Из штопора он вышел низко, едва не зацепив винтом землю при просадке и подняв с земли тучу пыли. Скорее всего, эта пыль его и спасла. Враг видимо принял ее за дым упавшего самолета и не стал добивать подраненного противника, уйдя куда-то в сторону. Это было весьма кстати, подбитый Як норовил свалиться на дырявое крыло, и у него появилась очень неприятная поперечная раскачка. Рация молчала, поврежденная, в простреленный фонарь кабины задувал ветер. Однако самолет летел, послушно набирал высоту и Виктор, мысленно перекрестившись, повернул в сторону аэродрома. Воздушный бой вверху уже окончился, там осталась четверка наших истребителей. Было очень интересно, почему их осталось только четверо и куда делся пятый, но это интерес был скорее праздный. Все равно узнать это сейчас было невозможно.

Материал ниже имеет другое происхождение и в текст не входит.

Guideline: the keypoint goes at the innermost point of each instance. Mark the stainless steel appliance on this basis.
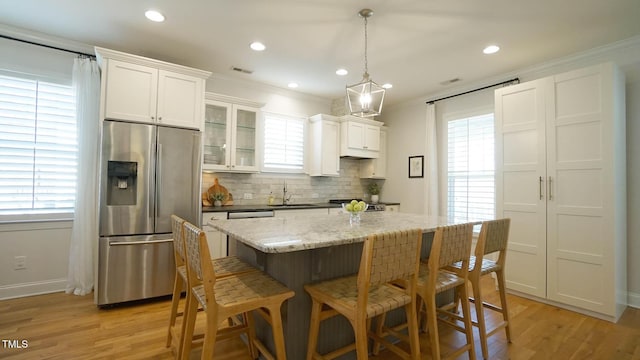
(148, 172)
(371, 207)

Юнкерсы он обнаружил можно сказать случайно. Набирая над переправой по спирали высоту, Виктор увидел, как из-под крыла вынырнули три серые тени с белыми крестами на крыльях — бомбардировщики Ю-87. Они шли не высоко, на высоте около километра и видимо, остались невидимы для остальных наших летчиков. Возможно, это была часть разогнанной ими группы, возможно, новая. Но, тем не менее, три бомбардировщика летели прямо к переправе, и помешать им особо было некому. Разве что огонь нескольких уцелевших после бомбежек зениток, но смогут ли они сорвать атаку звена вражеских пикировщиков — еще неизвестно.

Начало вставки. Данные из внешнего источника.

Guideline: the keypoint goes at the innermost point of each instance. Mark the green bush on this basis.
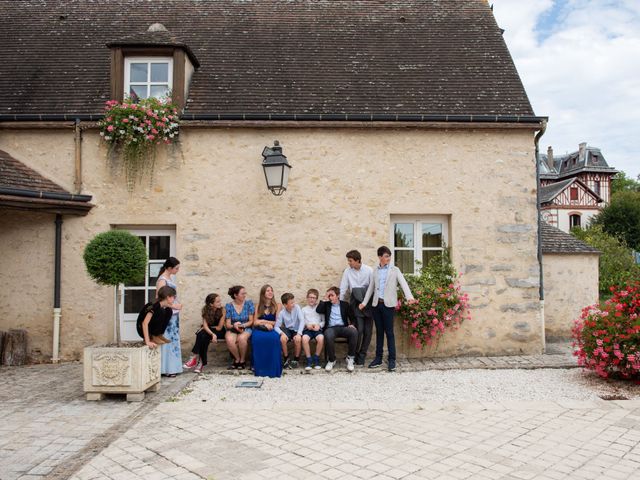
(115, 257)
(617, 265)
(621, 217)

Он с надеждой огляделся но, но охотников подраться с тройкой бомбардировщиков не находилось. Однополчане снова ввязались в карусель боя с четверкой мессеров, а других самолетов в небе видно не было. Лишь далеко на северо-западе мелькали какие-то далекие точки — пылинки, но очень уж далеко, да и скорее всего это были уходящие немецкие самолеты.
Они были очень удобно для атаки — почти под ним и метров на пятьсот ниже и Виктор решился. Плавно опустив нос, он принялся пикировать на вражеские самолеты, ловя в прицел ведущего. Стрелки на бомбардировщиках не дремали, и стволы пулеметов засверкали злыми длинными вспышками огней и в сторону Виктора потянулись разноцветные пунктиры пулеметных пуль. Он не оставался в долгу, несмотря на тряску и частые попадания, его трассы тоже несколько раз утыкались в головной бомбардировщик, вырывая куски обшивки при пушечных попаданиях.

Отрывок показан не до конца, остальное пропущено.